Many of these programs involve school students, visiting writers, WCN staff, as well as university students, fostering a sense of community through passionate creativity and a shared interest in literature. University students across all levels have the opportunity to volunteer as Creative Leaders, participating in programmes such as Children’s City of Literature, Saturday Club, and UNESCO’S Young Ambassador’s program. The Creative Leaders’ roles are many, and vary from facilitating creative writing workshops, judging The Young Norfolk Writing Competition, to mentoring the Young Ambassadors, and even escorting Saturday Club students to London to exhibit their work in Somerset House.

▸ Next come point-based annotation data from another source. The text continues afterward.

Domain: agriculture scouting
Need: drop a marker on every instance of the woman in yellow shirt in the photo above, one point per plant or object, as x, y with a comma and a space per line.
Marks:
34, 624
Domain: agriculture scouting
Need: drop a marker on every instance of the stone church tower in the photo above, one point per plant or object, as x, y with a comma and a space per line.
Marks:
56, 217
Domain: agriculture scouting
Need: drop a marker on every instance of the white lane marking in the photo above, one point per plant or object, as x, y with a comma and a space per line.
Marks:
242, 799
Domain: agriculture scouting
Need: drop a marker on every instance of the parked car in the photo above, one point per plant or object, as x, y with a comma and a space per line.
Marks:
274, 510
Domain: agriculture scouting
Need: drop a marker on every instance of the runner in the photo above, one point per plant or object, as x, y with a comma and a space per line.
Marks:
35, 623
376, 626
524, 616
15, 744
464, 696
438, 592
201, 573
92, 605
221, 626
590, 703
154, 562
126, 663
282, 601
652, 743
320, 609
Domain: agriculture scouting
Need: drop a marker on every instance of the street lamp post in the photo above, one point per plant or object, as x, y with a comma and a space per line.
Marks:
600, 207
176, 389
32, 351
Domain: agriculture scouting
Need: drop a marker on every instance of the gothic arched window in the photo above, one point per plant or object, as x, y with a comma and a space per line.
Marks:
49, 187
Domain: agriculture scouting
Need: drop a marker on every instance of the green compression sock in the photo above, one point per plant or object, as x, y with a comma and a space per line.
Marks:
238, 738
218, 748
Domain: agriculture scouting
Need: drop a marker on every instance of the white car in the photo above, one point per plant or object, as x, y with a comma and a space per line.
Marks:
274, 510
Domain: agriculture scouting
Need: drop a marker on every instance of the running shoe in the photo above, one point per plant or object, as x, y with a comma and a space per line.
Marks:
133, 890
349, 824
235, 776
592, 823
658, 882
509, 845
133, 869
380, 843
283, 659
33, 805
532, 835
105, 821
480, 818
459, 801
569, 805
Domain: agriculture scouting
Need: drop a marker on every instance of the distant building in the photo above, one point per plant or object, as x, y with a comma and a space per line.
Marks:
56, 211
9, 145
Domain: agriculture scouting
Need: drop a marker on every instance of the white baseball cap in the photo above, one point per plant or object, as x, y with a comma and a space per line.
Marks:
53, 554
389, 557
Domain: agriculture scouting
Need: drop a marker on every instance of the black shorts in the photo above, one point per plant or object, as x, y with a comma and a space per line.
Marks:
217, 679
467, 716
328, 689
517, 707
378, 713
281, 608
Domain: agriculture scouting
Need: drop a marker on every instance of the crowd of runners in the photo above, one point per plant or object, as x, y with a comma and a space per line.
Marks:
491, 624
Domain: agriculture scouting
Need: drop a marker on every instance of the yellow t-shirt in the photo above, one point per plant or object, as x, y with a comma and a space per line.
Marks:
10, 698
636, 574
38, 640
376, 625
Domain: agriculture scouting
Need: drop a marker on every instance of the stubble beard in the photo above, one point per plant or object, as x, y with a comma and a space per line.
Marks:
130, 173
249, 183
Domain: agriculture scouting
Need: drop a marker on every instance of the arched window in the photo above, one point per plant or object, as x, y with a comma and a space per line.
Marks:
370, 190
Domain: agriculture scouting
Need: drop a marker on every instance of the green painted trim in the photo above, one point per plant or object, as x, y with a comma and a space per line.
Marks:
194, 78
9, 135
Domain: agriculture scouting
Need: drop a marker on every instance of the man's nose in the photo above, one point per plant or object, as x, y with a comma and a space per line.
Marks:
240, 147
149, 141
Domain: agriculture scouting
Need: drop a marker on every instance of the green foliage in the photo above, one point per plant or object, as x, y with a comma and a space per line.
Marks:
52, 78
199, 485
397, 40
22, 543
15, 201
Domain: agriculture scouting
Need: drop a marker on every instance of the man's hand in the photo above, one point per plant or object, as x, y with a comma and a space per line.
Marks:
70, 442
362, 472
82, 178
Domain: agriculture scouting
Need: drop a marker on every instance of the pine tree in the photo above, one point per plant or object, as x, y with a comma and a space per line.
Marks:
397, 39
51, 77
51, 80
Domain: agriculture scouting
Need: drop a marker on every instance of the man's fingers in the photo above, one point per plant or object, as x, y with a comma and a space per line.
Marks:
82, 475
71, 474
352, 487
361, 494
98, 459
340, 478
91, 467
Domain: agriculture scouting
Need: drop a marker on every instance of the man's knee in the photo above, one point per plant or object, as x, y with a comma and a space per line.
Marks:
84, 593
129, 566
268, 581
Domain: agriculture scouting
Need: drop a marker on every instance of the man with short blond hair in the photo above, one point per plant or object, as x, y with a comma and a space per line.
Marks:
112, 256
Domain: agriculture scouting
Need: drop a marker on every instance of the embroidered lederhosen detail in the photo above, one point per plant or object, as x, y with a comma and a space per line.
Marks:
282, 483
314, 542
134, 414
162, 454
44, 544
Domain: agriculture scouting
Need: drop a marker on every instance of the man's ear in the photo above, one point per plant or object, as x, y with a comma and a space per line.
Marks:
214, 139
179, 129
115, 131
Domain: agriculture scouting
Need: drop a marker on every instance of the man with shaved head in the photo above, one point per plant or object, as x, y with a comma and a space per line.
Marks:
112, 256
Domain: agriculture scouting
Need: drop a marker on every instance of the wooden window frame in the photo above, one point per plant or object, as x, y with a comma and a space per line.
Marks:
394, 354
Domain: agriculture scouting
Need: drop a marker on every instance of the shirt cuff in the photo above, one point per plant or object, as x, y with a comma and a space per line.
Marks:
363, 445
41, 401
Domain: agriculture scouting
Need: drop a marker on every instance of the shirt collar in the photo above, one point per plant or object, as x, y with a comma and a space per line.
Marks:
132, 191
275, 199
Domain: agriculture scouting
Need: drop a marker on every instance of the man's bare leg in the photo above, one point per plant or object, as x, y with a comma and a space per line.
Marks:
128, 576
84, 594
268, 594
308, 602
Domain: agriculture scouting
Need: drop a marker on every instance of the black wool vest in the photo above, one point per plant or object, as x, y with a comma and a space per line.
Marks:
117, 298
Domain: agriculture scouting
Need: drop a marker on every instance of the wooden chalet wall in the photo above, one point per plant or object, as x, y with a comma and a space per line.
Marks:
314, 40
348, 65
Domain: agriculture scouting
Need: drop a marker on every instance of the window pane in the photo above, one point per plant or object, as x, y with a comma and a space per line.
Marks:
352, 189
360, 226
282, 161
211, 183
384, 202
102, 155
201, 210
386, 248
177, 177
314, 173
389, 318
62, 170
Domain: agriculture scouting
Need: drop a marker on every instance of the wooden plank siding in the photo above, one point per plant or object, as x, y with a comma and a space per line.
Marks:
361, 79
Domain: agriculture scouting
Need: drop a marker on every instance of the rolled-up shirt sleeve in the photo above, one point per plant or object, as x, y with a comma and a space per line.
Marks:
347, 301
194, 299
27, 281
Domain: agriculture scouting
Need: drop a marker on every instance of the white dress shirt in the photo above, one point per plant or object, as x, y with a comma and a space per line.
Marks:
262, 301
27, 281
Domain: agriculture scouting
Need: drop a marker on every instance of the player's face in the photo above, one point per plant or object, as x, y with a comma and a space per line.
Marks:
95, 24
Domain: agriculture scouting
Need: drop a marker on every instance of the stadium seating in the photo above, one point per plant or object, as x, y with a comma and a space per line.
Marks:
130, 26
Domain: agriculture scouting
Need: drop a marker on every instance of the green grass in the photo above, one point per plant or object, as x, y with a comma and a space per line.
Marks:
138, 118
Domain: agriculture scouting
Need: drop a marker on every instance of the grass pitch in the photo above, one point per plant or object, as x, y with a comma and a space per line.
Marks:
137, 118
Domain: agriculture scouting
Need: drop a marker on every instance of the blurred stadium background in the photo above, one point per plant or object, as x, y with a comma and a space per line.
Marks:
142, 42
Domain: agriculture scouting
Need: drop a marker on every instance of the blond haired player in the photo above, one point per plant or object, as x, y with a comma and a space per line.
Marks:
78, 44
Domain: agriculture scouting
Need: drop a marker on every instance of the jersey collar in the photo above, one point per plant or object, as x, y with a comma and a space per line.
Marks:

Several of the programmes have been carried out in schools, at UEA bookable rooms, or, in the case of the writing competition, in venues across Norwich. Dragon Hall has been in renovation since 2017. Now, following the relaunch of WCN as the National Centre for Writing, the organization offers a brand-new education space where workshops can be run for children and young adults.In addition to this education space, other significant physical extensions have been made to Dragon Hall, which now has a newly constructed, fully accessible south wing. Since its relaunch, the former WCN, now NCW, enables people to experiment with their writing in a space which offers them both the financial, physical, and creative resources. The newly built ‘Writer’s Cottage’- part of the south wing- welcomes writers to reside in Dragon Hall. Currently, NCW is home to fifteen writers – a number that we can only expect to rise.
Dragon Hall is now a space that can host events and workshops representative of the scale of its projects. The changes that the current National Centre for Writing has undergone enables its significant creative presence in the literary community to be reflected in a physical space with a greater capacity for bringing writers and readers together. In a recent podcast with Simon Jones, Chief Executive Chris Gribble outlines his sentiments regarding the re-launch:
‘The changing of the name sort of feels like it’s catching up with what we’ve been doing… really building up the programme, and the size of the programme, and the staff, and the ambition, and the range, and the quality of the work, and the partnerships, and how it feels like the National Centre for Writing sort of matches that scope and ambition’
The major changes undergone by The National Centre for Writing make it a truly innovative venue of storytelling, and we can only wait with anticipation for announcements of exciting projects and events that will be introduced during the coming academic year.